Ну, скажем, вопросы происхождения.
Станислав Лем всю жизнь считал себя поляком, хотя предками его были евреи.
Жизнь в оккупации лишила писателя многих иллюзий, по крайней мере он на собственной шкуре узнал, что такое не быть арийцем.
«Я ничего раньше не знал об иудейской религии, — писал Лем в эссе «Моя жизнь». — О еврейской культуре я, к сожалению, тоже совсем ничего не знал. Собственно, лишь нацистское законодательство просветило меня насчёт того, какая кровь течёт в моих жилах». Позже, в письме американскому переводчику Майклу Канделю (от 6 мая 1977 года), Лем прямо признавался в своём еврействе, называл себя евреем.
«Немцы (тут не обойтись без банальностей), — писал он Канделю, — были методичны, планомерны, исполняли приказы безличностно и вообще механистически. Они считали себя Высшей Расой, а нас, евреев, чем-то вроде Ungeziefer, паразитов, вредных насекомых, которых нужно уничтожать, букашек, таких хитрых, наделённых такой наглостью, что они, эти букашки, посмели, благодаря своей подлой мимикрии, принять сходство с Человеком прямо поразительное»{26}.
Антисемитизм и вообще насилие устрашали писателя.
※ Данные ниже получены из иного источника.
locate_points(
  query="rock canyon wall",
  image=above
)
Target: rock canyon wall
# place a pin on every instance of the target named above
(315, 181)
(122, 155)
«Теперь, впрочем, — говорил он в одном из своих поздних интервью, — преимущественно среди молодого поколения антисемитами являются люди, которые в жизни ни одного еврея в глаза не видели. Может, в связи с этим они не проявляют столь людоедских позиций, как поколение их отцов. Кроме того, евреев у нас почти уже нет, хотя есть те, которые утверждают, что мы все евреи. У меня к этому такой же подход, как у дирижёра американского оркестра, к которому ни с того ни с сего обратился дирижёр советского оркестра. “У меня играет шесть евреев”, — сказал он. “А я не имею понятия, кто у меня играет, — ответил американец, — мне как-то не пришло в голову об этом спрашивать”»{27}.
4
5
«Из моей семьи мало кто уцелел, — вспоминал Станислав Лем. — Кроме отца и матери, только два кузена и одна дальняя родственница. А теперь вот один французский профессор в открытой печати утверждает, что немцы в оккупированной Польше вообще никого не убивали, что всё это — чистые домыслы. А известный учёный-лингвист Ноам Хомский берётся этого профессора защищать от нападок всяких там французских интеллектуалов, потому что, как говорит Хомский: как это всё там было, он, конечно, не знает, но свобода слова, а значит, свобода высказывания любых личных убеждений должна соблюдаться всегда! Цензура могла помешать французскому профессору распространять своё категорическое dementi[19] немецкого геноцида, но ведь любая цензура — это отвратительно! И вот я читаю о стычках и диспутах в немецкой прессе, и сквозь тон сконфуженности (всё же речь идёт о либеральных, прогрессивных газетах, таких как “Frankfurter Allgemeine” и “Süddeutsche Zeitung”) пробивается всё-таки некий старательно скрываемый отзвук удовлетворения. Возможно, это лишь моё, к тому же ошибочное впечатление, но в любом случае, видимо, не существует в мире такого большого и ужасного преступления, которого нельзя было бы однажды обелить, — причём тогда, когда ещё живы уцелевшие жертвы! Мой невозмутимый либерализм улетучивается, как камфора, при чтении подобных сообщений. Французский профессор, nota bene, конечно, не первый является с миссией полного оправдания немцев, но все такие попытки кажутся мне странным извращением. Наверное, всё, что находится в камерах и бараках Освенцима, этот профессор считает умышленно изготовленным реквизитом. Странно и то, что благородный защитник французского профессора, этот вот Ноам Хомский, — сам еврей по национальности. По правде сказать, я просто не знаю, что нужно делать в подобных случаях.